I did not attempt to avoid it, but returned the gaze with another as steadfast. I was telling myself: “Let us see this trick and play one stronger.” My nerves centered throbbingly back of my eyes, and I gave them the whole force of my will.
The thing came closer and the eyes seemed to burn into my very brain. With a great effort I brought myself back to control, dropping to my hands and knees and gripping the ground for strength.
“This is nothing, this is nothing,” I kept saying to myself aloud—until I realized suddenly that my voice had risen almost to a scream, and I locked my teeth tight on my lip.
I no longer returned the gaze from my own power; it held me of itself. I felt my brain grow curiously numb and every muscle in my body contracted with a pain almost unbearable. Still the thing came closer and closer, and it seemed to me, half dazed as I was, that it advanced much faster than before.
Then suddenly I felt a sensation of cold and moisture on my arms and legs and a pressure against my body, and I realized, as in a dream, that I had entered the stream of water!
I was crawling toward the thing on my hands and knees, without having even been conscious that I had moved.

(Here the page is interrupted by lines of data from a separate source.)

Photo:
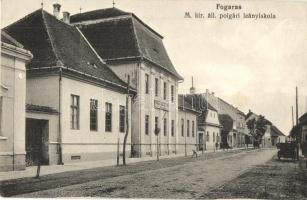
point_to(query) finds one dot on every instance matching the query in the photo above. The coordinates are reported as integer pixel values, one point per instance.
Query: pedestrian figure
(194, 152)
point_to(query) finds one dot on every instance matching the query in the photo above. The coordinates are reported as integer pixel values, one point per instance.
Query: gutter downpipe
(60, 117)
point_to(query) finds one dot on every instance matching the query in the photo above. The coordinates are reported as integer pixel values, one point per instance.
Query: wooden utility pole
(296, 105)
(127, 122)
(296, 117)
(292, 117)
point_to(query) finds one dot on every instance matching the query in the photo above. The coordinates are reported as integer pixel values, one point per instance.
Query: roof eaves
(148, 27)
(136, 38)
(153, 62)
(15, 42)
(49, 36)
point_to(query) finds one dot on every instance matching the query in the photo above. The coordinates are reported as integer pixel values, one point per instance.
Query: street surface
(169, 178)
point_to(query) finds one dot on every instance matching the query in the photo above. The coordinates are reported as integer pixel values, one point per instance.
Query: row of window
(157, 88)
(188, 128)
(75, 115)
(157, 125)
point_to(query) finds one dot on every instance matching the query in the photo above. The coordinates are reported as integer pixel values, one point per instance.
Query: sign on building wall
(161, 105)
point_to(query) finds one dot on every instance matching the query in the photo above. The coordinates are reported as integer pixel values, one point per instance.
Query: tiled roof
(124, 36)
(185, 102)
(303, 118)
(200, 102)
(97, 14)
(9, 40)
(275, 131)
(55, 43)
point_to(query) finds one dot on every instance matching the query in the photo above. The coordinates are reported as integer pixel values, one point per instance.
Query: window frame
(156, 87)
(108, 117)
(122, 118)
(146, 83)
(156, 122)
(165, 127)
(164, 90)
(182, 127)
(146, 124)
(173, 128)
(74, 112)
(188, 128)
(172, 93)
(94, 114)
(193, 128)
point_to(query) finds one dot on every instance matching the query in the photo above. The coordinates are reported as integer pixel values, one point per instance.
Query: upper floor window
(193, 128)
(75, 111)
(172, 93)
(146, 124)
(173, 127)
(188, 128)
(93, 115)
(156, 87)
(146, 83)
(182, 127)
(108, 122)
(122, 117)
(165, 126)
(164, 90)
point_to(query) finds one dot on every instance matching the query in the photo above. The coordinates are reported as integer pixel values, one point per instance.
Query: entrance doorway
(200, 141)
(37, 143)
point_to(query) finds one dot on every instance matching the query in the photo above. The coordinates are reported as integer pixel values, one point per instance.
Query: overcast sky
(252, 64)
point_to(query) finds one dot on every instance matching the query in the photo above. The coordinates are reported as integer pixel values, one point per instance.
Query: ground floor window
(122, 117)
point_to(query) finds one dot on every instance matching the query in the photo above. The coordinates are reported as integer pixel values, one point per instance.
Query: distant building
(12, 103)
(303, 134)
(133, 49)
(272, 135)
(75, 102)
(187, 120)
(208, 123)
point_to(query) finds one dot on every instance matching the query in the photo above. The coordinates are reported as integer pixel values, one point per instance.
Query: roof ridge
(49, 36)
(24, 18)
(136, 38)
(12, 39)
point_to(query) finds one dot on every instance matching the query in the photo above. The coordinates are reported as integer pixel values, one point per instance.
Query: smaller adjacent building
(208, 132)
(272, 135)
(187, 123)
(12, 103)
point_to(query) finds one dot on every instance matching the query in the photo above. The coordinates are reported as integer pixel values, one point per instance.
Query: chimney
(192, 89)
(66, 17)
(56, 10)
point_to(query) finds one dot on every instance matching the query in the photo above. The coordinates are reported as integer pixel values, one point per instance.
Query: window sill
(3, 138)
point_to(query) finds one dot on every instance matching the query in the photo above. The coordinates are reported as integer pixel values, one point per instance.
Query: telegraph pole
(296, 117)
(296, 103)
(292, 117)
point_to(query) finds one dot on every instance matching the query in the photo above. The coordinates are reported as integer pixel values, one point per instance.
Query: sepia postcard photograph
(153, 99)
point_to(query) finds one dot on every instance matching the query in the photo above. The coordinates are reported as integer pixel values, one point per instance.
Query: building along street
(183, 177)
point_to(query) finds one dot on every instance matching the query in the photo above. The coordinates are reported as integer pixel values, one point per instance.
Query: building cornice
(16, 51)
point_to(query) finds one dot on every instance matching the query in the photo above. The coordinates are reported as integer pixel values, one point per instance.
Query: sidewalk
(53, 169)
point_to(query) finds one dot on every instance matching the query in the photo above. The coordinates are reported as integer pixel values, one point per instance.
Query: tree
(257, 128)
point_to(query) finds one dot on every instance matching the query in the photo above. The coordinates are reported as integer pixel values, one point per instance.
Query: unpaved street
(187, 180)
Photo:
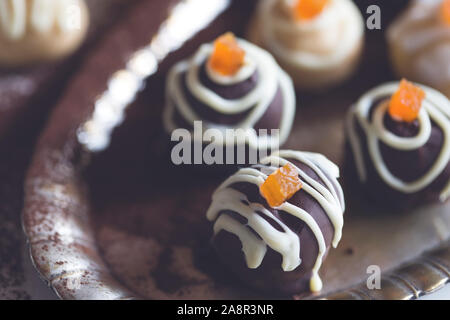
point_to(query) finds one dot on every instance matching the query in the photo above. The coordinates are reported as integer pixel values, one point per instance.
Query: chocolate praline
(407, 166)
(269, 275)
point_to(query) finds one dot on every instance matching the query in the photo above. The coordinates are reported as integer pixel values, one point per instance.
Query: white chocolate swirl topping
(435, 107)
(271, 79)
(287, 243)
(419, 43)
(316, 44)
(17, 17)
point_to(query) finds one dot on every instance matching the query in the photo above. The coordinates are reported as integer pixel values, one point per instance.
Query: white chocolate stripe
(435, 107)
(226, 198)
(271, 78)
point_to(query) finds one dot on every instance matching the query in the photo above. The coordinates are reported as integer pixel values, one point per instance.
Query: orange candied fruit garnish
(227, 57)
(405, 104)
(281, 185)
(309, 9)
(445, 11)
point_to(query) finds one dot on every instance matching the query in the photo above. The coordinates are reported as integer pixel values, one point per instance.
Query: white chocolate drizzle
(435, 107)
(271, 79)
(317, 44)
(287, 243)
(38, 15)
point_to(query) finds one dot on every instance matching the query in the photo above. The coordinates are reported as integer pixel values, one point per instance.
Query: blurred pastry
(275, 222)
(40, 30)
(419, 44)
(318, 42)
(231, 84)
(399, 136)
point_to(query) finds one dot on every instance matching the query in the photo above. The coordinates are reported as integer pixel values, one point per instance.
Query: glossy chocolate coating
(269, 276)
(405, 165)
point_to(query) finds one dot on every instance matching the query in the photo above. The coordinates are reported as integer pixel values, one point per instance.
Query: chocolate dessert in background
(399, 147)
(26, 97)
(28, 92)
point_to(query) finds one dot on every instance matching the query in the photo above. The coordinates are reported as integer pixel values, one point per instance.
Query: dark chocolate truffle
(282, 248)
(400, 164)
(258, 96)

That brought despair and a last supreme struggle to resist whatever mysterious power it was that dragged me forward.
Cold beads of sweat rolled from my forehead. Beneath the surface of the water my hands gripped the rocks as in a vise. My teeth had sunk deep into my lower lip and covered my chin with blood, though I did not know that till afterward.
But I was pulled loose from my hold, and forward. I bent the whole force of my will to the effort not to move, but my hand left the rock and crept forward. I was fully conscious of what I was doing. I knew that if I could once draw my eyes away from that compelling gaze the spell would be broken, but the power to do so was not in me.
The thing had halted on the farther bank of the stream. Still I moved forward. The water now lapped against my chest; soon it was about my shoulders.
I was fully conscious of the fact that in another ten feet the surface would close over my head, and that I had not the strength to swim or fight the current; but still I went forward. I tried to cry out, but could force no sound through my lips.
Then suddenly the eyes began to disappear. But that at least was comprehensible, for I could distinctly see the black and heavy lids closing over them, like the curtain on a stage. They fell slowly.
The eyes became half moons, then narrowed to a thin slit. I rose, panting like a man exhausted with extreme and prolonged physical exertion.
The eyes were gone.
A mad impulse rushed into my brain to dash forward and touch the monster, to see if that dim, black form were really a thing of flesh and blood or some contrivance of the devil. I smile at that phrase as I write it now in my study, but I did not smile then. I was standing above my knees in the water, trembling from head to foot, divided between the impulse to go forward and the inclination to flee in terror.